The women sit in their alcoves, their square of space on the endless platforms that are rowed up along the breadth of the market enclosure. The thatch-covered tin roofs shut out the sun, who nevertheless peeks through the walkways in between, slowly seeping through the roof edges and dripping through the gaps in the ceiling. And the light takes many hues as it bounces off the million things that clutter the market.

And the rainbows reflect in the faces of the women. So that, the most colourful are the women themselves. Crinkly-eyed, rosy-cheeked, dapper in their shirts and wraparound sarongs, the women preside over the market with resplendent poise. Their greetings, their smiles, their thank yous and their pleases are all like the graceful motions of a peacock.

But these women are not just all silk, spice and swan down. They are strong and steely too. Numbers show every second household has a drug user or a positive person. And it is the mothers, daughters, sisters and wives who are standing by them, helping them to find their moorings.

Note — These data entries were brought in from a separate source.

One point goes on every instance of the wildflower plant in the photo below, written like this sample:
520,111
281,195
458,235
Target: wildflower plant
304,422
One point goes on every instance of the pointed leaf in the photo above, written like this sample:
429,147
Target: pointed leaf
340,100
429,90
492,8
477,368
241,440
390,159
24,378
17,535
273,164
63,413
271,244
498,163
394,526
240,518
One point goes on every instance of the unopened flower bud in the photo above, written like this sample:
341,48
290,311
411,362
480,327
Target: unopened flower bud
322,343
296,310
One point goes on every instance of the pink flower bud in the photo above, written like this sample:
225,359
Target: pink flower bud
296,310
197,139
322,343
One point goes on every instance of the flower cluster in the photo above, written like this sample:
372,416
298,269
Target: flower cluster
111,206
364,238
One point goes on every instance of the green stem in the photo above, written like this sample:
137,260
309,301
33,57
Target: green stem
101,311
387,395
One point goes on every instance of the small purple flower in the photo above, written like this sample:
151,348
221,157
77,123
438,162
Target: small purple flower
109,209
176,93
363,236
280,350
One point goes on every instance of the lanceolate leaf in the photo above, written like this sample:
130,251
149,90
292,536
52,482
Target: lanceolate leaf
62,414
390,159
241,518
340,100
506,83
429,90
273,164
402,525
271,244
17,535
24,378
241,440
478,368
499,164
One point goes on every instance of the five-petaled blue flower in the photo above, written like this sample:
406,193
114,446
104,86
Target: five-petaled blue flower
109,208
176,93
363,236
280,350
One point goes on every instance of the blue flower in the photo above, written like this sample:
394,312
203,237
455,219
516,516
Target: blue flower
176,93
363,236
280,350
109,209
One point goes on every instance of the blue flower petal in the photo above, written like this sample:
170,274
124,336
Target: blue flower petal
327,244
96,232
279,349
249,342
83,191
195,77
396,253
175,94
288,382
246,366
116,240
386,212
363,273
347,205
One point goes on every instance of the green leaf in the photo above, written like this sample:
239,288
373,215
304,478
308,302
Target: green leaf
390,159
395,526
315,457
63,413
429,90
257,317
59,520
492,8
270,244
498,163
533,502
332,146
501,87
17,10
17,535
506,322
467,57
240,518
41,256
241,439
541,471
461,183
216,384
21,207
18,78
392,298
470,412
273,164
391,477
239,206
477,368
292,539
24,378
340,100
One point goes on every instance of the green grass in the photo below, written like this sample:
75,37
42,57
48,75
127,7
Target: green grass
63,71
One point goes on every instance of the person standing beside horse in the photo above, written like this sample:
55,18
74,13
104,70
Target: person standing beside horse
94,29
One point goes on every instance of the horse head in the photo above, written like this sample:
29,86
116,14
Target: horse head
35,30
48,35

The women’s market is not just a traditional hub, it is also a contemporary process for the women to earn for the family, to sustain the economy and to ensure some semblance of order in a society torn by many insecurities.

The serenity in the faces of the women belies the turmoil inside. Their indolent posture belies their sheer dynamism. And the sights, smells and movements of ordinariness in the market belie the simmering layers beneath.

Ima markets of Imphal are a study in non-militant feminism. Of women power sheathed in daily life. Of human spirit breaking through the cobwebs of obscurantism. And, of unknown shades of colours you thought you knew.